Eindelijk hadden de drie troepen het eindpunt van de genoemde lanen bereikt en stelden zich daar verdekt op, dat wil zeggen, zij verscholen zich tusschen het kreupelhout en zetten een schildwacht achter een boom op den uitkijk. Elke troep moest op zijn plaats blijven en daar voorloopig bivak houden.
Generaal Hans wou nu wel eens weten, hoe het met den vijand gesteld was en daarom riep hij zijn verkenner Rob bij zich.
„Hoor eens, Rob,” sprak hij, „jij moet eens het bosch verder ingaan naar den kant van het Boterbergje en zien, of er iets van de Indianen te merken is. Maar kijk goed uit je doppen, hoor, en bemoei je nou eens niet met allerlei slakken en kevers en aardvlooien en weet ik veel wat voor ongedierte meer! Denk er aan, dat zoo’n Indiaan op je loert en voor je ’t weet ben je gebrajen. En zorg dat je zoowat over een half uur terug bent. Kan je roepen als een kraai?”
„Beter dan jij.”
„Dat zit nog. Als er wat aan de hand is, laat je een kraaienschreeuw hooren. Dan komen we. Zoo, ga nou maar.”
Rob ging het bosch in en was weldra tusschen het geboomte verdwenen.

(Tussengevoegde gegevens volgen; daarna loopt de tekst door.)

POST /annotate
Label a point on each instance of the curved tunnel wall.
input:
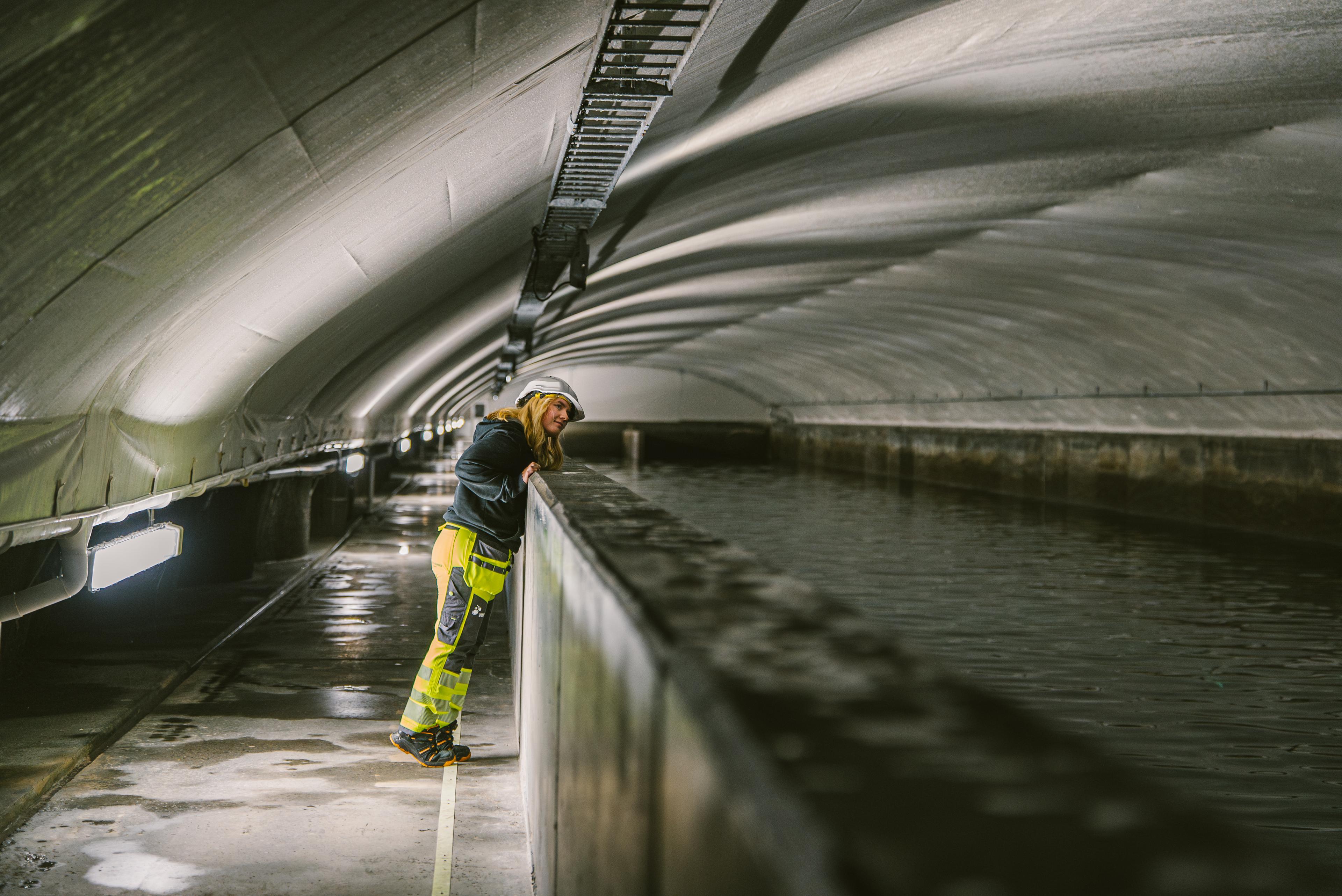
(233, 235)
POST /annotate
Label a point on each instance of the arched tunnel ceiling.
(233, 230)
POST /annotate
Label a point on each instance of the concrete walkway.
(270, 772)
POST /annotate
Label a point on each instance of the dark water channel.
(1211, 659)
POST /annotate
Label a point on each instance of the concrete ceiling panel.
(235, 228)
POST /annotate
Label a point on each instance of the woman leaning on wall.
(473, 554)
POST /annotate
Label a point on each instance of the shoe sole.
(427, 765)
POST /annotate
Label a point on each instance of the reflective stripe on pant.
(470, 576)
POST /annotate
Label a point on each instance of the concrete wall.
(631, 393)
(1281, 486)
(740, 442)
(692, 723)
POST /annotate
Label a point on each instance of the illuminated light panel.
(135, 553)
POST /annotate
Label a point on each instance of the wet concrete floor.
(270, 772)
(1208, 658)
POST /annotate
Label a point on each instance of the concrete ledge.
(1282, 486)
(696, 723)
(689, 440)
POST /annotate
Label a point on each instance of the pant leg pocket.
(454, 608)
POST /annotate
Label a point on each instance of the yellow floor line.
(446, 824)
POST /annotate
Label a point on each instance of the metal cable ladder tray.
(643, 50)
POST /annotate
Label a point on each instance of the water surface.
(1210, 658)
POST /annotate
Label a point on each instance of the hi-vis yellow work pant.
(470, 576)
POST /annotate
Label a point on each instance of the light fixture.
(135, 553)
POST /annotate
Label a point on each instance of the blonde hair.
(547, 449)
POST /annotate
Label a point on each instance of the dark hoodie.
(490, 493)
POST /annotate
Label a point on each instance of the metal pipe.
(74, 576)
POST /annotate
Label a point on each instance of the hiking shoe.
(430, 748)
(445, 737)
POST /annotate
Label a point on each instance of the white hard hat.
(552, 387)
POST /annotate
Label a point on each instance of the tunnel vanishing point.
(265, 266)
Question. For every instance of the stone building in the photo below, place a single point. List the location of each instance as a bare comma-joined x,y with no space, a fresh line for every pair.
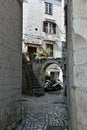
43,28
77,63
10,63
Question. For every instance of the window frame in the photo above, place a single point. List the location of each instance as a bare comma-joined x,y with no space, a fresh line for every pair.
50,45
48,8
49,27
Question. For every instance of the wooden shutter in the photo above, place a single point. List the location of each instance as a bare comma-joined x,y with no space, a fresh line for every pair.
54,28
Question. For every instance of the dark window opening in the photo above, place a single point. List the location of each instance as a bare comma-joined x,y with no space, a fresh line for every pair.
48,8
50,46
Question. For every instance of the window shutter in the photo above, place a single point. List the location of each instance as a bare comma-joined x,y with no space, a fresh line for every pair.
54,28
44,26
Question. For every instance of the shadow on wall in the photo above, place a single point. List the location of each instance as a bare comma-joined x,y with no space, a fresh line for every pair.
25,1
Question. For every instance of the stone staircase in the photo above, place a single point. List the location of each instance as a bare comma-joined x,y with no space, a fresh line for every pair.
36,88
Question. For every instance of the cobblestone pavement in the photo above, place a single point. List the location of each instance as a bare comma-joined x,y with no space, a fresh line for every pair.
44,113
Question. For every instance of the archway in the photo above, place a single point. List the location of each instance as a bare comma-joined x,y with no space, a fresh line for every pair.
52,70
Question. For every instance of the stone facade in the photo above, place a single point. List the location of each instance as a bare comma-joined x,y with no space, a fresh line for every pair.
77,63
10,63
33,17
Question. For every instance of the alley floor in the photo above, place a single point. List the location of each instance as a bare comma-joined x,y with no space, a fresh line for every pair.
48,112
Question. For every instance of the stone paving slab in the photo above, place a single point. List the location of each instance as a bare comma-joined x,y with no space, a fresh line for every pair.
48,112
55,128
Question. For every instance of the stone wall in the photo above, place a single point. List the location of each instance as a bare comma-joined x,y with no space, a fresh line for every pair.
33,17
77,63
10,63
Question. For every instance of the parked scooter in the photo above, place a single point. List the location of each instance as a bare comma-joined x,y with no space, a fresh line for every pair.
53,85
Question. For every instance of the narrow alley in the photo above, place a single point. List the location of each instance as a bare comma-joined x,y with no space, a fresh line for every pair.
48,112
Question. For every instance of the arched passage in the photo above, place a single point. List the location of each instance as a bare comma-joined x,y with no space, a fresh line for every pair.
53,68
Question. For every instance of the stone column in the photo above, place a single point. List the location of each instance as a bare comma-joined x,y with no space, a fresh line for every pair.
77,63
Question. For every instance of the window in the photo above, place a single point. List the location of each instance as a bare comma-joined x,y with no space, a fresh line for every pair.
48,8
49,27
50,46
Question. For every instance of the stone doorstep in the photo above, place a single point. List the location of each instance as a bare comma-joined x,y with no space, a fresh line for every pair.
56,128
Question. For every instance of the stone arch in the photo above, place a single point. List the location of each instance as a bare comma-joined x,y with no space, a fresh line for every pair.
43,69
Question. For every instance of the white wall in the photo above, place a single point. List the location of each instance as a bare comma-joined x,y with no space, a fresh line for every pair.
33,17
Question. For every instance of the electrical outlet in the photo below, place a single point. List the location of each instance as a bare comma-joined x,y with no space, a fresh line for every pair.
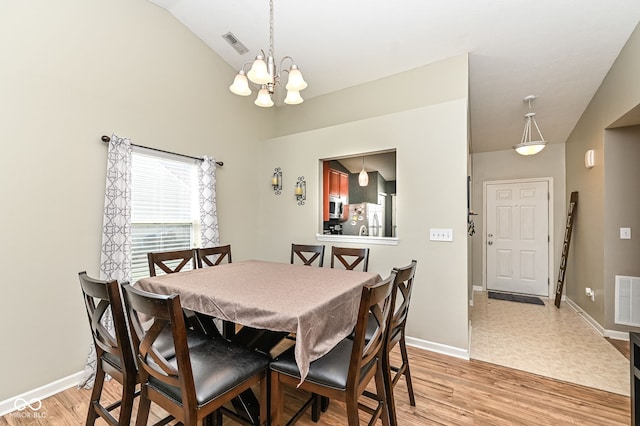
625,233
589,292
440,234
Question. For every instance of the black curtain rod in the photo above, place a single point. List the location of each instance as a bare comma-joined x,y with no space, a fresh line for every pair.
107,139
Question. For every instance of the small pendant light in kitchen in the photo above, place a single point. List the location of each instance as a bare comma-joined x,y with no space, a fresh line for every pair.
363,177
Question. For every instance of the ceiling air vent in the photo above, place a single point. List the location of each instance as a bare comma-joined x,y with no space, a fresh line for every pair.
235,43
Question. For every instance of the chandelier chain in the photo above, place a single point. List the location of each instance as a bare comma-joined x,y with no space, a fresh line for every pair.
271,49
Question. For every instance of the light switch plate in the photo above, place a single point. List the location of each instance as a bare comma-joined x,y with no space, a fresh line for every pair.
440,234
625,233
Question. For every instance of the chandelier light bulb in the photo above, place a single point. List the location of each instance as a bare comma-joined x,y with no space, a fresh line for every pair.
240,85
264,98
295,82
363,177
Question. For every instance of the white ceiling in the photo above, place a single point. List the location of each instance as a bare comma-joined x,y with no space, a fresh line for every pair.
558,50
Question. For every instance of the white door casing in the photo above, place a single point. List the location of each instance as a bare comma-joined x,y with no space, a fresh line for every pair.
517,237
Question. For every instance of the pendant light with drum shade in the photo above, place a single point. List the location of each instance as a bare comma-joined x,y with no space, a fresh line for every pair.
363,177
526,145
263,72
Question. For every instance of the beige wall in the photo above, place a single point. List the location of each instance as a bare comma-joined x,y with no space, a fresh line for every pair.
431,143
618,94
622,209
504,165
72,71
386,96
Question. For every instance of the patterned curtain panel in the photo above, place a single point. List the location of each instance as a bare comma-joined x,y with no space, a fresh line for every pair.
208,212
115,262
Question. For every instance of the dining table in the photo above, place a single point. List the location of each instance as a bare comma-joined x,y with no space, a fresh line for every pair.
319,305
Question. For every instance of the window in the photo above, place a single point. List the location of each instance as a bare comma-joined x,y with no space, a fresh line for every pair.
164,207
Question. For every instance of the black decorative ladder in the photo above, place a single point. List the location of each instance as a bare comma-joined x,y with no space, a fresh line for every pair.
571,214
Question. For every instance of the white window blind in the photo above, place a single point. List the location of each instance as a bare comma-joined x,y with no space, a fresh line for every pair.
164,207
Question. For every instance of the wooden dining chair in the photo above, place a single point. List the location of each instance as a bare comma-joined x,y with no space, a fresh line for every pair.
402,286
114,355
307,253
199,380
170,262
345,371
350,257
212,256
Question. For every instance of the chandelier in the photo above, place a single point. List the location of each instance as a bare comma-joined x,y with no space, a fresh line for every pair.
526,145
264,73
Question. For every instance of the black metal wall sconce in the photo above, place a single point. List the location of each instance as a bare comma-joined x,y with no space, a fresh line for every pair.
276,181
301,190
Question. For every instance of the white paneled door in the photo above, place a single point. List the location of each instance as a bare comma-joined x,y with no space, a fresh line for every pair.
517,237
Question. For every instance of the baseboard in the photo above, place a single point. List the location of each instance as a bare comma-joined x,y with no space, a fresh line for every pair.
612,334
33,397
437,347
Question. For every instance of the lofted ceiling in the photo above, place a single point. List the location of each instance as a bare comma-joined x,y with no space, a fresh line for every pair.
558,50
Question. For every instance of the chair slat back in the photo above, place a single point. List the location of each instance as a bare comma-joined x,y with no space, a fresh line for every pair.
103,303
163,311
307,253
350,257
166,261
403,285
376,302
213,256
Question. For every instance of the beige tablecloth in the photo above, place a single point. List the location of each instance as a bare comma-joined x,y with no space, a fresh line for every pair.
319,304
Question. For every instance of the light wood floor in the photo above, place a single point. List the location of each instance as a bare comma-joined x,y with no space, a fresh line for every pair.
449,391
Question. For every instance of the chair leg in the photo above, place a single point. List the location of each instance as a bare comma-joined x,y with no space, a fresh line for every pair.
388,388
353,417
324,403
98,383
315,407
128,394
407,372
264,399
276,399
382,394
143,408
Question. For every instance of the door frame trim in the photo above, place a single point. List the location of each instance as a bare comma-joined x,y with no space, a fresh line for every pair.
551,242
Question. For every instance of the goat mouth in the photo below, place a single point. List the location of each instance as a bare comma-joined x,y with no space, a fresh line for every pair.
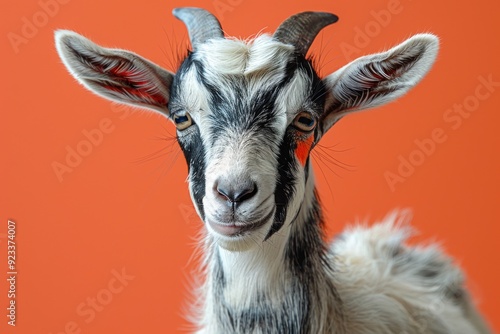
235,229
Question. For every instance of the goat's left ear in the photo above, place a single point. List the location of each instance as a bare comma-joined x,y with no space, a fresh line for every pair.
118,75
374,80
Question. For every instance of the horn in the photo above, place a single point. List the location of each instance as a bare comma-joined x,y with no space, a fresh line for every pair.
301,29
201,24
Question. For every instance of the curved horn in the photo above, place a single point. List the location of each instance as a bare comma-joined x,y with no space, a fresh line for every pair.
201,24
300,30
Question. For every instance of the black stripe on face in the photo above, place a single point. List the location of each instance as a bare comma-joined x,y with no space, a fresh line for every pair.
287,175
190,140
192,147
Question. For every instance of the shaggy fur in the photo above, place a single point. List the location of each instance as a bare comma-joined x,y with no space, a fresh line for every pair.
248,113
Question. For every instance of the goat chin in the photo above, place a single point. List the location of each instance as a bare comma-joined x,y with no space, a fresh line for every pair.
240,242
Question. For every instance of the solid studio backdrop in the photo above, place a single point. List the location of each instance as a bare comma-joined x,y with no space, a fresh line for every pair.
104,223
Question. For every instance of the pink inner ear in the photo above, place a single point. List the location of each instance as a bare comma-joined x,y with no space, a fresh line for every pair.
130,82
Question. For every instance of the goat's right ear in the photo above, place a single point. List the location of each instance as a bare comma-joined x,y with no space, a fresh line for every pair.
118,75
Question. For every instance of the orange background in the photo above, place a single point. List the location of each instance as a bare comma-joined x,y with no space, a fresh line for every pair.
126,204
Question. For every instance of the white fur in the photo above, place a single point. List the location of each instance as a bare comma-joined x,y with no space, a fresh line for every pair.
369,280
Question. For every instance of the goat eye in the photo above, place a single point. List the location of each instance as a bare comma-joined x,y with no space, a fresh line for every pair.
183,122
304,122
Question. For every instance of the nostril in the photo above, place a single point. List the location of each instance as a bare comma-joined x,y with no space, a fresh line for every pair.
234,193
246,193
223,192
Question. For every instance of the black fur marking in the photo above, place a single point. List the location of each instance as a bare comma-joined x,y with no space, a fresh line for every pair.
190,143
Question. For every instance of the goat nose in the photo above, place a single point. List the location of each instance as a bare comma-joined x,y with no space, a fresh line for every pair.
236,193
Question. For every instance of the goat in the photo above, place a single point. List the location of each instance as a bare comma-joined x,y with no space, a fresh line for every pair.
248,114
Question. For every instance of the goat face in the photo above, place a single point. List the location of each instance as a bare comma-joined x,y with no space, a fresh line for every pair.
248,113
247,116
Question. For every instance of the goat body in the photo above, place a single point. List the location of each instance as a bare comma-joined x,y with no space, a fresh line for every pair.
248,114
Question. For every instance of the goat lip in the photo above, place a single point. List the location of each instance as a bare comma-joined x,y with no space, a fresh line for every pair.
236,229
229,230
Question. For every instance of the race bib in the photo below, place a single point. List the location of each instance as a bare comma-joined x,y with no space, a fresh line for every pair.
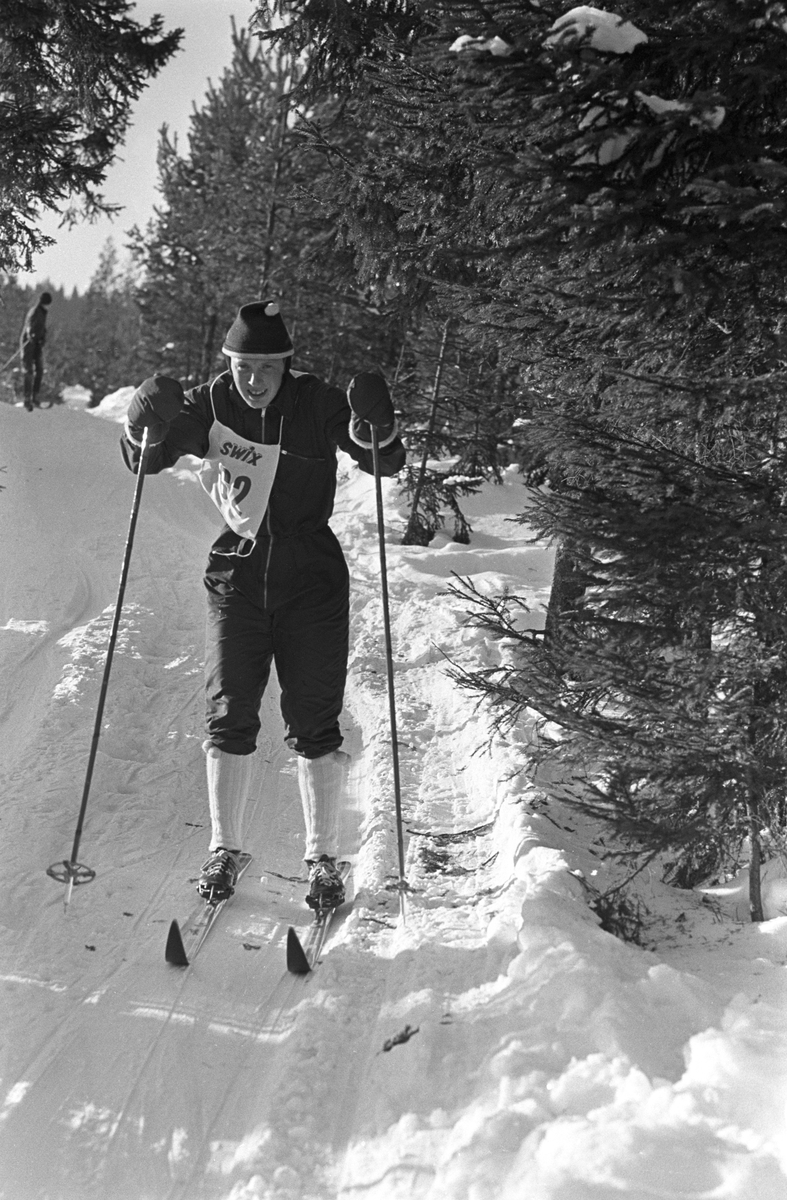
239,475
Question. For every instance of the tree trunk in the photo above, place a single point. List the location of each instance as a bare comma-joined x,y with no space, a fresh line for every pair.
412,534
755,880
568,587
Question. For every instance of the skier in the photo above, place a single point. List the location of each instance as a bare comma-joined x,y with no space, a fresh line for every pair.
276,579
34,335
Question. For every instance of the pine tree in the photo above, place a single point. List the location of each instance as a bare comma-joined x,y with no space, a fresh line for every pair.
605,203
68,75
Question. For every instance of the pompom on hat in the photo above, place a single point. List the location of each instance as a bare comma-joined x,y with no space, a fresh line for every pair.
258,331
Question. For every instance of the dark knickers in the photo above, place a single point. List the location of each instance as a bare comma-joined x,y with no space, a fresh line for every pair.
292,610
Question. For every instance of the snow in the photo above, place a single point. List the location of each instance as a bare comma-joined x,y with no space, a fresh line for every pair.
604,30
496,1044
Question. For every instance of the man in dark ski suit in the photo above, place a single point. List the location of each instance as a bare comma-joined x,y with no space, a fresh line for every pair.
31,340
276,579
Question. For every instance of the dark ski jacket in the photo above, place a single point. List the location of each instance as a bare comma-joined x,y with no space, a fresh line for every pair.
34,331
314,420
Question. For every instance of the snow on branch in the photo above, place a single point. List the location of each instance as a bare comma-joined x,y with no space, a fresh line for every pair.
602,30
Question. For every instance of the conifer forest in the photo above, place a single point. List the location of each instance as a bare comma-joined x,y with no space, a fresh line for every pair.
563,239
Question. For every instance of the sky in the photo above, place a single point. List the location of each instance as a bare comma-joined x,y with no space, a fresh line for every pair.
205,51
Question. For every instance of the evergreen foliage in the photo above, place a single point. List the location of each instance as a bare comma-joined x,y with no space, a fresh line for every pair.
68,75
604,205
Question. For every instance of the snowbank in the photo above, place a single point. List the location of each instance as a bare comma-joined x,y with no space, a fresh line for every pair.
497,1044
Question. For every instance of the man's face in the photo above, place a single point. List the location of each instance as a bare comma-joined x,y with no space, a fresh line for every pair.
257,379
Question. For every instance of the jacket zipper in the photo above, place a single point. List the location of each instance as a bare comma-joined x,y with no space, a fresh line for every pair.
270,535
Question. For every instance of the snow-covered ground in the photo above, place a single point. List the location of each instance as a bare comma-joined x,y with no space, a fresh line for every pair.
496,1045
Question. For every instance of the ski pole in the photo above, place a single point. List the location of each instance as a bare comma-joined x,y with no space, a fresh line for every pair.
389,663
70,871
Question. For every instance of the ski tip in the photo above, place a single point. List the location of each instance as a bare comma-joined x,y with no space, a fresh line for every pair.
296,960
175,952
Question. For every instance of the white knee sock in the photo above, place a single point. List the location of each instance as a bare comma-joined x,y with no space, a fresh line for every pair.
322,786
228,780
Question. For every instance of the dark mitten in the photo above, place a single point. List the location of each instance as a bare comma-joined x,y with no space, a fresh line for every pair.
371,403
154,406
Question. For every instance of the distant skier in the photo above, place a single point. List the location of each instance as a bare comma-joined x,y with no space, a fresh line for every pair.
276,577
31,341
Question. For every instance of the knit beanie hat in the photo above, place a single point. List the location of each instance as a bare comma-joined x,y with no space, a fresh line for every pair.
258,331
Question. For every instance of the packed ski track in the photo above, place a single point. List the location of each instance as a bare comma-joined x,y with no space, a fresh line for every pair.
494,1044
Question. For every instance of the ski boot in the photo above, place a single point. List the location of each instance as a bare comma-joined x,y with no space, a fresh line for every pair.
218,875
325,885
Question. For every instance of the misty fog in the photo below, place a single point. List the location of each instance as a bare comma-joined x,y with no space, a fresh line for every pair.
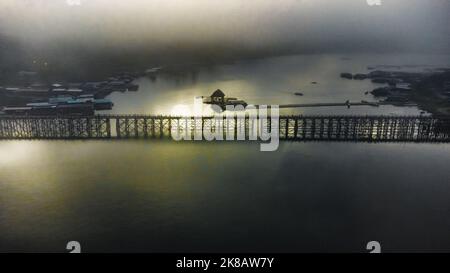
75,31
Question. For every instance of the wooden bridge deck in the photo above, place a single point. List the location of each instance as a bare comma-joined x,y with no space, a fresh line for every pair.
294,128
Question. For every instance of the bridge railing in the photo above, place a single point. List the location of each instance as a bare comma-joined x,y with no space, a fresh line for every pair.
295,128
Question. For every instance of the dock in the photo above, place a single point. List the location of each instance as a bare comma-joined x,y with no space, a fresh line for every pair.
291,128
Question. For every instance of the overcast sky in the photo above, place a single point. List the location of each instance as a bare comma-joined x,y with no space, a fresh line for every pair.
323,25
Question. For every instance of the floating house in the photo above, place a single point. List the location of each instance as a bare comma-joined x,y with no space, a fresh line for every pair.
218,98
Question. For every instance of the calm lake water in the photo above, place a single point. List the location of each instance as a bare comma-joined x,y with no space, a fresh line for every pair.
162,196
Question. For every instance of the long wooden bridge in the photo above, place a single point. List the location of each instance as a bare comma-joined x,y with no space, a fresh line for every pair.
294,128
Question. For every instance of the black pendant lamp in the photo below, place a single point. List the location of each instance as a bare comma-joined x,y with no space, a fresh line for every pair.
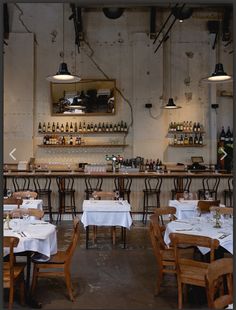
171,105
63,75
219,74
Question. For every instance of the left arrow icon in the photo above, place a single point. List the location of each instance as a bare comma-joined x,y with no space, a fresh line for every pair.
11,154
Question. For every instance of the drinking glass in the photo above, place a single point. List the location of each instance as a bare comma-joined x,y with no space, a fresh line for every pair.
207,195
185,195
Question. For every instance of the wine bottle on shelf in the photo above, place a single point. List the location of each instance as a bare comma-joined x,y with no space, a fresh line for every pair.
200,140
53,127
57,128
222,134
71,127
49,129
44,127
75,127
80,127
40,128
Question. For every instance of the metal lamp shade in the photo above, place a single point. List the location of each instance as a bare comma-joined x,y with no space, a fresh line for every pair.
219,74
63,75
171,105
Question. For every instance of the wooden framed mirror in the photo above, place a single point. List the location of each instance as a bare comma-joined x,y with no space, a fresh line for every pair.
86,97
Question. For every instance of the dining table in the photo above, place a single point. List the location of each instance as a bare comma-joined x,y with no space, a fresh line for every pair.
185,209
106,213
36,237
203,226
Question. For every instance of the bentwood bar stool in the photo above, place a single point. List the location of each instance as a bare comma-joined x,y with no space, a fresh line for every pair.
43,188
66,193
152,190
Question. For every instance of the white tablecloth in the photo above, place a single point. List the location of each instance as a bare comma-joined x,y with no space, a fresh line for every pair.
202,226
106,213
185,209
27,203
41,237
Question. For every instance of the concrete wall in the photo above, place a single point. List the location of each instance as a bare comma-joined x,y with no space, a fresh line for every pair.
123,50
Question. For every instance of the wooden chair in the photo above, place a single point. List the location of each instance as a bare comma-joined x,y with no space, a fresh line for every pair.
13,272
25,195
13,201
219,283
164,255
106,196
152,189
191,271
223,210
37,213
209,184
205,205
59,264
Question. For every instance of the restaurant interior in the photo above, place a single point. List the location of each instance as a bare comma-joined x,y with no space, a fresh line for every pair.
118,155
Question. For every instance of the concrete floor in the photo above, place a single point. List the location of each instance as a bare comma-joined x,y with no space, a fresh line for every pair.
110,277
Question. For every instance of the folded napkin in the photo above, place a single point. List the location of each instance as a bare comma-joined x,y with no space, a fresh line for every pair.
106,205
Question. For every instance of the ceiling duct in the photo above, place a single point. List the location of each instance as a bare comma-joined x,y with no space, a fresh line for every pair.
113,13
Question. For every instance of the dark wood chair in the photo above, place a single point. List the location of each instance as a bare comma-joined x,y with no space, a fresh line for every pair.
123,186
152,189
181,184
191,271
164,255
205,205
59,264
43,188
66,193
210,185
228,193
219,283
13,272
92,184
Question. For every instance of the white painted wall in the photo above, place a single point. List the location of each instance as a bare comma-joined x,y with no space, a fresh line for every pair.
124,51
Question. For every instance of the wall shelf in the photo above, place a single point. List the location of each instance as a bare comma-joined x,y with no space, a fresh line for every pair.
81,146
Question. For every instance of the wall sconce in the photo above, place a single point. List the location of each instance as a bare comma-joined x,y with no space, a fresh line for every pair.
63,75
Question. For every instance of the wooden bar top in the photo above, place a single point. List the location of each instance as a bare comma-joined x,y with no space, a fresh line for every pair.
81,174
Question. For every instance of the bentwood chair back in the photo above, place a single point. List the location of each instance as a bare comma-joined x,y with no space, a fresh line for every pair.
13,201
219,283
13,273
223,210
37,213
205,205
189,270
25,195
104,196
164,255
59,264
92,184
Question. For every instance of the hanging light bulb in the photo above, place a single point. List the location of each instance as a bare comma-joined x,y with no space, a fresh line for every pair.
219,74
171,105
63,75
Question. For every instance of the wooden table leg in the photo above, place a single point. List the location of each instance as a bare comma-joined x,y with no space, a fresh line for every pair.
87,236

Hans ging van den eenen troep naar den anderen langs de verbindingslaan. Hij lette er op, dat de schildwachten op hun post waren. Maar hij had al gauw gezien, dat die ijverig hun plicht deden, omdat ze veel te bang waren, onverhoeds door de Indianen overvallen te worden. Hij besloot daarom kalm de lanen bezet te houden en alvorens verder te gaan, de terugkomst van Rob af te wachten en te hooren, wat die van de tegenpartij gezien had.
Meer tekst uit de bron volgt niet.